Foto: Robervaldo Rocha/CMM
Vereadores de Manaus usaram a tribuna da Câmara Municipal de Manaus (CMM), nesta terça-feira (2), para pedir mais investimento das autoridades em escolas e instituições que atendem a crianças com autismo. Nesta terça, é celebrado o Dia Mundial de Conscientização do Autismo.
O vereador Bessa (Solidariedade) citou uma reportagem em que se aponta o aumento no índice de alunos com autismo nas escolas públicas e falou sobre o preparo dos profissionais. “O grande desafio da escola é preparar os profissionais para receber essas crianças, que são crianças extraordinárias”, disse Bessa, fazendo um alerta às autoridades locais para que invistam na qualificação e estrutura de escolas do interior para atendimento de crianças com Transtorno do Espectro Autista (TEA).

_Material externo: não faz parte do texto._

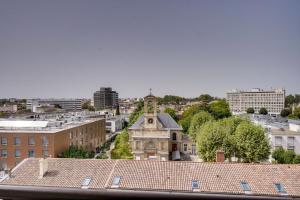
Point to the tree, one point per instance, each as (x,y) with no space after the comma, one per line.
(172,113)
(252,143)
(289,156)
(189,113)
(263,111)
(295,114)
(289,100)
(205,98)
(285,112)
(297,159)
(197,121)
(219,109)
(250,110)
(122,148)
(278,155)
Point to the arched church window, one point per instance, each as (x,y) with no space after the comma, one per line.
(174,136)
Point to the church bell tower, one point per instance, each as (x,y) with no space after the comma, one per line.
(150,111)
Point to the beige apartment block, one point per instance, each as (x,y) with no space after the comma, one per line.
(272,100)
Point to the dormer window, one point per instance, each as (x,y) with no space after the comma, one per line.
(174,136)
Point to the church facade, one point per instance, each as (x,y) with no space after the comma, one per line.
(156,136)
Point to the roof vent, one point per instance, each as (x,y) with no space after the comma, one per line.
(85,183)
(279,187)
(116,182)
(43,167)
(195,185)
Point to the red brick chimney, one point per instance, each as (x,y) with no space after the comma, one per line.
(220,156)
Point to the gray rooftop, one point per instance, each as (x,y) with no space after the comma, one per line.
(164,118)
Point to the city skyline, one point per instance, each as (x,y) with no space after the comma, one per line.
(69,49)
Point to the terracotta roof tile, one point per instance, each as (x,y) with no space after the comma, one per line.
(160,175)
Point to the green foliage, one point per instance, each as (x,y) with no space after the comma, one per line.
(296,114)
(215,135)
(285,112)
(263,111)
(289,100)
(188,115)
(219,109)
(172,113)
(122,148)
(136,113)
(250,110)
(170,99)
(197,121)
(252,143)
(289,156)
(75,152)
(205,98)
(297,159)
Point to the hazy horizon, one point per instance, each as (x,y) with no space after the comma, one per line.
(71,48)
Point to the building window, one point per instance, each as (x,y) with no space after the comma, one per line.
(17,141)
(245,186)
(45,153)
(184,147)
(195,184)
(17,153)
(4,153)
(45,141)
(31,141)
(291,143)
(278,141)
(174,136)
(31,153)
(279,187)
(3,140)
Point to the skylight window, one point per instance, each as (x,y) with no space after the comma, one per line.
(86,181)
(245,186)
(116,181)
(195,184)
(279,187)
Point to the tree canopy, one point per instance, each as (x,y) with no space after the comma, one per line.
(197,121)
(219,109)
(172,113)
(263,111)
(250,110)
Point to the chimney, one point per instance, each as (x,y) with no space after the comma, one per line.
(220,156)
(43,163)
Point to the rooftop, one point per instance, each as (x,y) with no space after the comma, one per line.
(164,176)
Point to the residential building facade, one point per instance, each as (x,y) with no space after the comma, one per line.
(65,104)
(273,100)
(106,98)
(23,139)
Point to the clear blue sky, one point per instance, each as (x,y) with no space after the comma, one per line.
(63,48)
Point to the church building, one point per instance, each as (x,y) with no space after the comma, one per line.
(156,136)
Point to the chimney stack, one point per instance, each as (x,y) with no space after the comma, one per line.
(43,163)
(220,156)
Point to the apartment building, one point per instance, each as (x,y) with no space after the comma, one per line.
(65,104)
(24,139)
(106,98)
(273,100)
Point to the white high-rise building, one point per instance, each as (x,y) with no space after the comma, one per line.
(273,100)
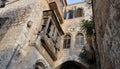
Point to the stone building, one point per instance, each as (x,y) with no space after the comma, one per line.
(42,34)
(107,25)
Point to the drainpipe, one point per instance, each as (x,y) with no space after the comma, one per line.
(95,42)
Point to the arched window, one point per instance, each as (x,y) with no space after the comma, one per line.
(79,12)
(67,41)
(79,43)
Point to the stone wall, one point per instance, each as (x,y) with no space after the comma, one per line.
(73,27)
(107,24)
(19,23)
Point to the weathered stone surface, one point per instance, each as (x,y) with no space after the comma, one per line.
(107,23)
(15,36)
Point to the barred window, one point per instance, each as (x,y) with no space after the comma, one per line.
(67,41)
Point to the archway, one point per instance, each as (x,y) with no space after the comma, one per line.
(72,65)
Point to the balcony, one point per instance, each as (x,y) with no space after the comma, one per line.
(47,14)
(49,46)
(54,5)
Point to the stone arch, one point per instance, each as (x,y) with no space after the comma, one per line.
(72,65)
(70,58)
(40,64)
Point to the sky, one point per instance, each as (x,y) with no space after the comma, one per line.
(74,1)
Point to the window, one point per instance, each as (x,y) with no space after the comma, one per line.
(79,43)
(70,14)
(39,65)
(67,41)
(79,12)
(61,3)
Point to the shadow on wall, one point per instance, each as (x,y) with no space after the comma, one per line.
(2,3)
(72,65)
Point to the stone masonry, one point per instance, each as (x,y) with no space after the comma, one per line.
(107,24)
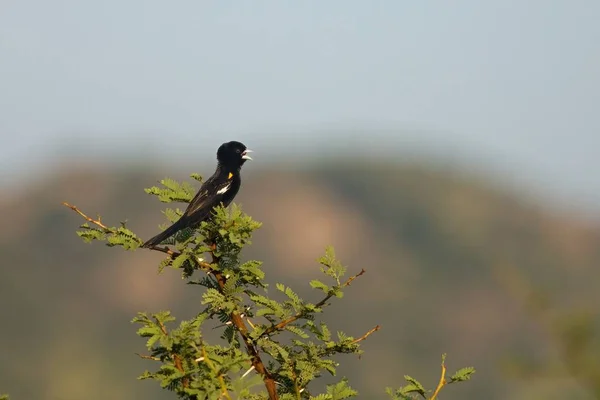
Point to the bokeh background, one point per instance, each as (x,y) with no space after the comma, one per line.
(449,148)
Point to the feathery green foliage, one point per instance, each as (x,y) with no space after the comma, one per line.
(282,346)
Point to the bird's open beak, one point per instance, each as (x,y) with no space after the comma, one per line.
(245,155)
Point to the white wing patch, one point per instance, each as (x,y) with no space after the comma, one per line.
(224,189)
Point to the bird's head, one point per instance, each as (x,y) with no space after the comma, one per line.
(233,155)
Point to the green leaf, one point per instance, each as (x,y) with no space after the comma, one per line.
(316,284)
(341,390)
(463,374)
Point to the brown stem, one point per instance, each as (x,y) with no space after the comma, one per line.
(241,327)
(176,358)
(281,325)
(106,229)
(442,382)
(363,337)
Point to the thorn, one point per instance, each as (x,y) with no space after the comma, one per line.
(247,372)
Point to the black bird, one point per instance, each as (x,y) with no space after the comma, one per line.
(219,188)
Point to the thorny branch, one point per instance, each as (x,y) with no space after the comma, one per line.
(106,229)
(363,337)
(241,327)
(442,382)
(281,325)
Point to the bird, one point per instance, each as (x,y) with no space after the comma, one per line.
(220,188)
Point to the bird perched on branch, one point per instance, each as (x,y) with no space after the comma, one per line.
(221,187)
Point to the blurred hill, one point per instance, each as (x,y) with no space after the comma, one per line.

Roberto Sabino (PHS) afirmou que o diagnóstico do autismo é muito difícil e que os pais sentem muita dificuldade em descobrir se seus filhos tem o transtorno. O parlamentar disse que protocolou um projeto que institui o cartão de identificação para quem tem o autismo. “Se a pessoa sai na rua e não pode se expressar, o cartão já está dizendo tudo”, ressaltou, também pedindo investimento das autoridades em órgãos e instituições que cuidam desse transtorno.
Ensino
Para a vereadora Professora Jacqueline (PHS), é preciso compreender que as crianças com autismo precisam de conteúdo específicos que ajudem a estimular suas habilidades. “Nós temos que unir forcas para que tenhamos um melhor olhar para a aprendizagem, com uma equipe multidisciplinar nas salas”, disse.
Outro desafio, na avaliação do vereador Elias Emanuel (PSDB), é auxiliar o professor para que este consiga ensinar as crianças com o TEA. O parlamentar defendeu que quanto mais rápido for o diagnóstico, melhor será o processo de aprendizagem.
Um centro de atendimento para crianças autistas e suas famílias é uma das alternativas, segundo a vereadora Mirtes Salles (PR). “Defendo um centro de atendimento. A mãe, muitas vezes, tem que ficar na sala de aula para controlar a criança, que tem um transtorno. A mãe precisa de apoio também”, disse.
Outra sugestão dos vereadores é destinar um monitor na sala de aula para cada criança com o TEA.